More informationAllstate Insurance Claims Severity: A Machine Learning Approach
Allstate Insurance Claims Severity: A Machine Learning Approach Rajeeva Gaur SUNet ID: rajeevag Jeff Pickelman SUNet ID: pattern Hongyi Wang SUNet ID: hongyiw I. INTRODUCTION The insurance industry has
More informationPractical Guidance for Machine Learning Applications
Practical Guidance for Machine Learning Applications Brett Wujek About the authors Material from SGF Paper SAS2360-2016 Brett Wujek Senior Data Scientist, Advanced Analytics R&D ~20 years developing engineering
More informationGLM II. Basic Modeling Strategy CAS Ratemaking and Product Management Seminar by Paul Bailey. March 10, 2015
GLM II Basic Modeling Strategy 2015 CAS Ratemaking and Product Management Seminar by Paul Bailey March 10, 2015 Building predictive models is a multi-step process Set project goals and review background
More informationPutting it all together: Creating a Big Data Analytic Workflow with Spotfire
Putting it all together: Creating a Big Data Analytic Workflow with Spotfire Authors: David Katz and Mike Alperin, TIBCO Data Science Team In a previous blog, we showed how ultra-fast visualization of
More informationSUPERVISED LEARNING METHODS. Stanley Liang, PhD Candidate, Lassonde School of Engineering, York University Helix Science Engagement Programs 2018
SUPERVISED LEARNING METHODS Stanley Liang, PhD Candidate, Lassonde School of Engineering, York University Helix Science Engagement Programs 2018 2 CHOICE OF ML You cannot know which algorithm will work
More informationRandom Forests and Boosting
Random Forests and Boosting Tree-based methods are simple and useful for interpretation. However they typically are not competitive with the best supervised learning approaches in terms of prediction accuracy.

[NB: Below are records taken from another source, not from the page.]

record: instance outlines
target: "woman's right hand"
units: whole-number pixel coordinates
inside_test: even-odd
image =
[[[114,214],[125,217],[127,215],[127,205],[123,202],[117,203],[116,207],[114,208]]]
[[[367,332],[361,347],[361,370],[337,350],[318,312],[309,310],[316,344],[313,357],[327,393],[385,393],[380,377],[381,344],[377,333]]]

More informationLecture 27: Review. Reading: All chapters in ISLR. STATS 202: Data mining and analysis. December 6, 2017
Lecture 27: Review Reading: All chapters in ISLR. STATS 202: Data mining and analysis December 6, 2017 1 / 16 Final exam: Announcements Tuesday, December 12, 8:30-11:30 am, in the following rooms: Last
More informationMachine Learning: An Applied Econometric Approach Online Appendix
Machine Learning: An Applied Econometric Approach Online Appendix Sendhil Mullainathan mullain@fas.harvard.edu Jann Spiess jspiess@fas.harvard.edu April 2017 A How We Predict In this section, we detail
More informationINTRODUCTION... 2 FEATURES OF DARWIN... 4 SPECIAL FEATURES OF DARWIN LATEST FEATURES OF DARWIN STRENGTHS & LIMITATIONS OF DARWIN...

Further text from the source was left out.